先生の言葉に、ぼくらは急に現実にもどされた。

「お母さんたち、もう帰ってるの?」

まゆみがすぐに聞き返した。

先生はごほんと一つ、せきばらいをした。

「えらいさわぎになってるぞ。お母さんたちは、電話で友だちのうちや知ってるところを血まなこになって探してるぞ。学校で遊んでたって言っても、いいかげん怒られるだろうけど、悪魔払いなんて言ったら……」

「先生、ないしょにして」

卓也が手を合わせた。

「夜中に家を空けたことは反省するか?」

「反省!」

ぼくらはそろって頭をさげた。


先生は、学校からみんなの家へ、無事ぼくらが見つかったという電話をかけた。

お父さんやお母さんが、自動車で学校に迎えにくるというのを、ぼくらは断った。ぼくらはどうしても歩いて家に帰りたかった。みんなは、この何か変な雰囲気を楽しみたかったのかもしれないけど、ぼくは、混乱した頭を冷やしたかった。
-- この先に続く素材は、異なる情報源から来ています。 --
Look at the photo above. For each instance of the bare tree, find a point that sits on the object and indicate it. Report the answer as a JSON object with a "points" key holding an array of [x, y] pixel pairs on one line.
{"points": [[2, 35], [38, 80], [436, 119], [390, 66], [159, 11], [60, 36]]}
 帰り道、みんなの後を、ぼくとアニスとハリムはならんで歩いていた。

「もう、あんな遊びをしちゃだめよ」

アニスがハリムに言った。

「遊びじゃなかったけど、もうあんなことはしない。今度はちゃんと勉強してからする」

「ホォーッ」

アニスがあきれたというような声を出した。

ぼくのほっぺたが、じんじん痛みだした。

ぼくは、手をほっぺたにあてて、泣き出したいような気分をこらえた。

「どうしたの?」

アニスがぼくの顔をのぞきこんだ。

「殴られた」

「痛いの?」

ぼくは、ううんと首を横にふった。

「ぼくが、悪魔だと言われた」

ぼくは、小さく小さくいった。アニスにも聞こえなくってもいいと思った。

けれど、アニスにはちゃんと聞こえていたようだった。

「何てことない、何てことない。ユウスケは悪魔なんかじゃない。もしも、そう聞こえたのなら、この国にはどこにでも悪魔がいるってことかしら」

ぼくのほっぺたが、また、じんじんしてきた。

「でもね、この国には悪魔もいっぱいいるけど、神様もいっぱいいるんですよ」

アニスがぼくを見てにっこり笑った。

すずしい風が、ぼくの回りをふき抜けていく。

 でもぼくは、まだほほから手をはなすことができなかった。